March 27, 2018. In January 2016, I shared a very personal story about why I made the switch to a freelance career, but more so, it was about a motto that I lived by since I was a teenager: ‘The only thing that matters, is being truly happy.’ I gave a little update on that story 2 months later, on March 27, 2016. It was the start of something completely new, with no idea where I would end up. I just did what my gut told me and simply had to trust that I would somehow be alright.
Exactly one year later, on March 27, 2017, I looked back and realized how far I had come in those 12 months. In 2016, I had no clue where I was going. I just knew I had to move, that I had to take action. In 2017, I realized I was on the right path. I had no idea what the end goal was, but I was so much more excited about life than the year before, that I knew I had to keep on going.
And now it’s March 27, 2018. That goal I had no idea about? Actually, I knew it all along. It was the main reason I started freelancing, as you can read in the 2016 story. The goal was moving to Spain. Last year around this time, I didn’t think it would actually happen. With having my home base in The Netherlands and being free to travel as much as I wanted, life got pretty comfortable, and I lost sight of the goal.
However, things turned around quickly when my relationship ended last summer. I had said that I wanted to move to Barcelona before I turned 30, and it was early August when I realized ‘if I act fast, I can still pull that off’. Two months later, October 17, I made the move and in December, I celebrated my 30th birthday here. I did it. I actually made it, just in time.

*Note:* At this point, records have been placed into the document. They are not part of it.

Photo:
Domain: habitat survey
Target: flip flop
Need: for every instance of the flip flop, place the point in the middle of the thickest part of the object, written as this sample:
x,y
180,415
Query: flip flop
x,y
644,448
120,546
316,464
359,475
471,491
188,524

That move seemed to be an accelerator for everything else in life. From day one, I was so incredibly happy, energetic, and positive, and I believe it somehow rubbed off on my work. My four main clients all gave me more work to do, so within a matter of months, my income got a huge boost, and so did my confidence in my career choice. In fact, this current month has financially been the best month of my career so far.
Now with this move to Barcelona, I felt that the name ‘The Travelling Freelancer’ no longer suited me. Yes, of course, I still travel, but not so excessively as I did last year, and for the first time in my life, I actually felt a bit homesick after being away from Barcelona for a few days. I decided to merge The Travelling Freelancer with another project I had started last year: Freelance Kickstarter. Just like The Travelling Freelancer Magazine, this has led me to so many great conversations, both in my Facebook group and in private messages, in podcast and video interviews, as well as face-to-face.
And best of all, I’m becoming friends with a bunch of incredibly smart, ambitious, sweet, fun, caring people. Where last year I realized I had found my tribe online, I now also found them in real life.
When growing up, whenever I felt a spark of true happiness, always within 24 hours, something would happen that would ruin it all. Happiness only existed as moments that as soon as I caught them, would disappear again. Since I’ve been here, I’ve felt so incredibly happy every single day. I am so unbelievably grateful. For the old and the new friends who show that they care about me. For all the great conversations with, and inspiration from, all the people I meet because of the Freelance Kickstarter. For my career that has been going better than I could have ever wished for and is making me feel so proud of myself. And for being home. For finally being truly happy.